Rep. Steny Hoyer (D-Md.), the House majority leader, said he supports the war powers legislation that passed the Senate last month and expects to bring it to the floor “in the near future.”
“Whether we’ll do it next week, the following week or the next work session, we’re still working on it,” Hoyer said. “But I want that to come to the floor.”
Sponsored by Sen. Tim Kaine (D-Va.), the resolution would require Trump to win congressional approval before launching any new military operations against Iran — a response to the heightened tensions with Tehran that followed Trump’s Jan. 3 drone strike in Baghdad that killed a top Iranian general.

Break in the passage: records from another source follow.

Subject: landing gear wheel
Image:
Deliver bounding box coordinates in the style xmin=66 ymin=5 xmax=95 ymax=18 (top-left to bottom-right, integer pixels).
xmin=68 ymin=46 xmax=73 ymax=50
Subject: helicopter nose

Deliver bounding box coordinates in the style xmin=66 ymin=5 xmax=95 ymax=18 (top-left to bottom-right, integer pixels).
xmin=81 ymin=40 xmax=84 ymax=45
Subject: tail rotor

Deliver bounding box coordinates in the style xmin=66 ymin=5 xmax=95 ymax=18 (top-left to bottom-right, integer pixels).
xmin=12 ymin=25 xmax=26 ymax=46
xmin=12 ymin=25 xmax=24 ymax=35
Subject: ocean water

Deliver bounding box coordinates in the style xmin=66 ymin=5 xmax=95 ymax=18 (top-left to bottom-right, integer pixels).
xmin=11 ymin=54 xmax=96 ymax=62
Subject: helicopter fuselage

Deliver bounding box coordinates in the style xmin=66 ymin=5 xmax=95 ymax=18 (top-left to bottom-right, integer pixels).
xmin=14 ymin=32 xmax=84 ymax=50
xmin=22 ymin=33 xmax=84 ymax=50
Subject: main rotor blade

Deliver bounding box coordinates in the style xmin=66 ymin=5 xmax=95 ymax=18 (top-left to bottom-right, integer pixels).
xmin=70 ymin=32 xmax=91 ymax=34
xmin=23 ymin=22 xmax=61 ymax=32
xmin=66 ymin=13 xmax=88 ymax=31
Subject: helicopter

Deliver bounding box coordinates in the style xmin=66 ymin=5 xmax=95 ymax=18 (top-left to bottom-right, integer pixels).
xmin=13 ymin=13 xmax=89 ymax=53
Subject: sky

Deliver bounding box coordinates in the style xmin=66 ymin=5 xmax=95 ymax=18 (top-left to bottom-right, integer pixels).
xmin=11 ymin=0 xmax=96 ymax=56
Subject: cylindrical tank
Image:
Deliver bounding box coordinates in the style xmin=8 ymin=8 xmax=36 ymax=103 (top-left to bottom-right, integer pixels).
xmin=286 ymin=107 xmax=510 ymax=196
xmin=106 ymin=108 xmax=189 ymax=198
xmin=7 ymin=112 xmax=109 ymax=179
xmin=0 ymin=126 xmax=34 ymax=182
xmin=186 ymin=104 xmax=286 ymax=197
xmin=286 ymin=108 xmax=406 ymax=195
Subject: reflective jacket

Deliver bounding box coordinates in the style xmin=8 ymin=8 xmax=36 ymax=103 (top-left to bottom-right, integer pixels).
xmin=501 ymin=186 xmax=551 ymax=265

Kaine’s bill is similar to a separate House proposal, sponsored by Rep. Elissa Slotkin (D-Mich.), which passed through the lower chamber in January, just days after the deadly missile strike against Iranian Gen. Qassem Soleimani.
While the measures attracted a handful of Republicans in both chambers, the votes are merely symbolic, since they fell far short of the two-thirds majority needed to overturn Trump’s promised veto. The White House, along with Trump’s allies on Capitol Hill, contend they would tie the Pentagon’s hands in the face of imminent threats from foreign adversaries.
Still, Democrats have hoped to send an election-year message that Congress intends to reassert its unique authority, as defined by the Constitution, to declare war.